The finished product of a live website can sometimes look quite simply like a collection of pretty images, text and interactive buttons, however, behind the scenes there is an incredibly complex set of instructions which have been carefully constructed and laid out for the browser to read and interpret to create the website that you see before you.
Web developers have an incredibly tough job to select the best programming language (as there are a number of languages understood by browsers) and compile a set of instructions, known as code, to deliver a quality website both in terms of functionality and appearance.
Once the developer has generated this vast set of complex code, it is then vital that it is tested before the site goes live and is handed over to the client.
In basic terms testing ensures a number of things:
- That the functionality matches that of the business requirements, and that nothing has been missed.
- That the code has produced a user friendly site, that is intuitive, smooth and has functions that work as they should.

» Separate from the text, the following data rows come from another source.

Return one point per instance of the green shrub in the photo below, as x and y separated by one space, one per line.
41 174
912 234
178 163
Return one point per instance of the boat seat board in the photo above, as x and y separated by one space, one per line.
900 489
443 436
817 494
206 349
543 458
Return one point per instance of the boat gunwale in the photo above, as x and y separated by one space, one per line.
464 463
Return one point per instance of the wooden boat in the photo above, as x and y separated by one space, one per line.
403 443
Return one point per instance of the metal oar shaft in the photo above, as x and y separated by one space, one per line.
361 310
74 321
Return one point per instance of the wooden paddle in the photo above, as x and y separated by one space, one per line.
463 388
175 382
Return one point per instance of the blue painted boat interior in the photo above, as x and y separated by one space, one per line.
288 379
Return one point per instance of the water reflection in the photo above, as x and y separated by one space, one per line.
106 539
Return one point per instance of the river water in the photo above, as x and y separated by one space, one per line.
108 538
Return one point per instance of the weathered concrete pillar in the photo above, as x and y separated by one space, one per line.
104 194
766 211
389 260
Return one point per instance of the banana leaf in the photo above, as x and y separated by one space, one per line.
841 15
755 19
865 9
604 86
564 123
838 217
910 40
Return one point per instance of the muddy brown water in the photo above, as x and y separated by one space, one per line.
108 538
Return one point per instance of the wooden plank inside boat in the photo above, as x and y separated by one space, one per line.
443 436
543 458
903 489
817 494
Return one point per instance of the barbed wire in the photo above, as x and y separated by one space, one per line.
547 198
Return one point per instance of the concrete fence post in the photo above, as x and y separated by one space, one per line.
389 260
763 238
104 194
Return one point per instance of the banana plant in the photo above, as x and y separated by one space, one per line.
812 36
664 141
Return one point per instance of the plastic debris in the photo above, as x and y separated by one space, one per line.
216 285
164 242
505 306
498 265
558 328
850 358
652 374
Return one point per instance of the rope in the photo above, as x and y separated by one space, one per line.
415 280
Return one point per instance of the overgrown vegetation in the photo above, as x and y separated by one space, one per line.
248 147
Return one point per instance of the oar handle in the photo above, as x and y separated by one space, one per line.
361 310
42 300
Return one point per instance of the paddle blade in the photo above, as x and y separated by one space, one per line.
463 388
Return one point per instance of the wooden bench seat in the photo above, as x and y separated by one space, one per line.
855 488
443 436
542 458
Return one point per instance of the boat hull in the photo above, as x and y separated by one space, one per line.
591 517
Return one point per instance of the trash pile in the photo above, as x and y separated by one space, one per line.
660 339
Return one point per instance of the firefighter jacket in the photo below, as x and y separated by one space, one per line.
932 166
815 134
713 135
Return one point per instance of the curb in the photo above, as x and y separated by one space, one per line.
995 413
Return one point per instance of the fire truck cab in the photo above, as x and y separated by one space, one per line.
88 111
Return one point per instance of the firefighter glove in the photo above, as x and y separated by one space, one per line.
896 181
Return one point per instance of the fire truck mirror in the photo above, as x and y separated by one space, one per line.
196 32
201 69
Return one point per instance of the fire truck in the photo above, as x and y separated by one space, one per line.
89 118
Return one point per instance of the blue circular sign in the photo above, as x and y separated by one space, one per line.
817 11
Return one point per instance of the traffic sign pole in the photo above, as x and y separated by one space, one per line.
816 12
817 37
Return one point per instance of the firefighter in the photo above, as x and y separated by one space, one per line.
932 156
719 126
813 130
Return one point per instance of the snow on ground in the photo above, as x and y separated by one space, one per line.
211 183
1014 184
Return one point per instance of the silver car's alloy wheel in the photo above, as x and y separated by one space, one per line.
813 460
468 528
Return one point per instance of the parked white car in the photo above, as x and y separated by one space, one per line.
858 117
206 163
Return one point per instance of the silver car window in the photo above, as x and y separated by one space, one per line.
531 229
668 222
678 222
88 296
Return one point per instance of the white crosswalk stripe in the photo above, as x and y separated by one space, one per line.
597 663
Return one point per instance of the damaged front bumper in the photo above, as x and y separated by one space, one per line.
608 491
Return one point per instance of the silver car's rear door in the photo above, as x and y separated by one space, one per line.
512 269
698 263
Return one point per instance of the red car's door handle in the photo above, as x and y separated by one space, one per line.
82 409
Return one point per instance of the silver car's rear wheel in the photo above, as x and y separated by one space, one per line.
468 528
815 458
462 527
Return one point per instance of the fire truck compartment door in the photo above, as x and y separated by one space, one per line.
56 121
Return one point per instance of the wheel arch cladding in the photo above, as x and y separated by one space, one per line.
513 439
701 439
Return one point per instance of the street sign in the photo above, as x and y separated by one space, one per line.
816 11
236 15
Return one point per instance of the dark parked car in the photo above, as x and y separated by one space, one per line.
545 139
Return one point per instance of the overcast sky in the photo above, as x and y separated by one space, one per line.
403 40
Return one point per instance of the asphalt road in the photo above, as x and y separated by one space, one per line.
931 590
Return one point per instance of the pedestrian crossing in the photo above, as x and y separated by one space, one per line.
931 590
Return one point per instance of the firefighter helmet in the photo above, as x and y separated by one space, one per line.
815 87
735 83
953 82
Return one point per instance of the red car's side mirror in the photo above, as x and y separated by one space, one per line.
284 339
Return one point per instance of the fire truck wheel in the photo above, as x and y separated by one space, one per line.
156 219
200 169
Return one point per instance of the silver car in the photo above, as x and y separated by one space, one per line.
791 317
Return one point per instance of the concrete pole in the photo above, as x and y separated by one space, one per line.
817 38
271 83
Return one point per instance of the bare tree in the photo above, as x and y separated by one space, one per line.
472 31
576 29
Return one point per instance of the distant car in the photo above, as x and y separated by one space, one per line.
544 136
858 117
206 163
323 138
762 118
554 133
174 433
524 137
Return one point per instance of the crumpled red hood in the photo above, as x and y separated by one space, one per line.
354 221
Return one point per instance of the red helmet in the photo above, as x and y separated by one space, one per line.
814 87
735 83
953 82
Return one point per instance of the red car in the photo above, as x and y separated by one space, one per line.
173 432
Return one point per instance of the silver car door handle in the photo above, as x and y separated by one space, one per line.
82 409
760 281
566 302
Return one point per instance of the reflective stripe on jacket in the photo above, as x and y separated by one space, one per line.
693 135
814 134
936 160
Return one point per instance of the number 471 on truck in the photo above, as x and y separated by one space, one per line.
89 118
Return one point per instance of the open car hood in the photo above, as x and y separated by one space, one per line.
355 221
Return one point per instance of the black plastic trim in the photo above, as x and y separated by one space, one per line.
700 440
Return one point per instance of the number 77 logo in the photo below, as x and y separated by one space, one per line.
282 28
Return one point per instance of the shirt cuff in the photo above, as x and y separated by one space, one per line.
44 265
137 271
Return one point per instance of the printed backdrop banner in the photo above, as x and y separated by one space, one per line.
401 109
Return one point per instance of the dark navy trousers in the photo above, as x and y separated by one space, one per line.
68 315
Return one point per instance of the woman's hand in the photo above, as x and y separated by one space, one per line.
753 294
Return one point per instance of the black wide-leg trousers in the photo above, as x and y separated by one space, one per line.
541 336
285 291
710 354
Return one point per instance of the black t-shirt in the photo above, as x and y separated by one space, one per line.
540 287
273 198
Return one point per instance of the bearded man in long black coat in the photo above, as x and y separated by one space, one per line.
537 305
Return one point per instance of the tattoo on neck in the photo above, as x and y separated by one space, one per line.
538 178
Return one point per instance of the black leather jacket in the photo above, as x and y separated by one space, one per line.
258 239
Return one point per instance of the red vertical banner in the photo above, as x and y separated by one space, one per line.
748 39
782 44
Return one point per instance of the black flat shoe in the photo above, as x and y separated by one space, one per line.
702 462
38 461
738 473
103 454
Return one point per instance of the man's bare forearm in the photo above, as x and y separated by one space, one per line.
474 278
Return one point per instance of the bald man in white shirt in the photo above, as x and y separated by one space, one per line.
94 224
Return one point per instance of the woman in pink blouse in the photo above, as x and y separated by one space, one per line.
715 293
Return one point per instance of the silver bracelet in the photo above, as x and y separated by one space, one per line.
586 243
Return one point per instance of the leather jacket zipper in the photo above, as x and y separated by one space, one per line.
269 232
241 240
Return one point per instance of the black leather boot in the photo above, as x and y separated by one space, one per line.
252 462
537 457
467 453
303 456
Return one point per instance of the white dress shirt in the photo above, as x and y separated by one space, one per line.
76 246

- That the site's appearance is professional and consistent.
- That no bugs or errors have been picked up that could cause future problems or harm to computers.
As well as ensuring all of the above is correct, the site must then be tested across the variety of different browsers used across the world, including desktop, mobile phone and tablet browsers.
It is also really important that someone other than the developer tests the site as the developer knows what it is expected to do. This is called ‘The Curse of Knowledge’ and in brief terms it makes it impossible for someone who has knowledge of the site to imagine the site from the perspective of someone who doesn’t have that knowledge.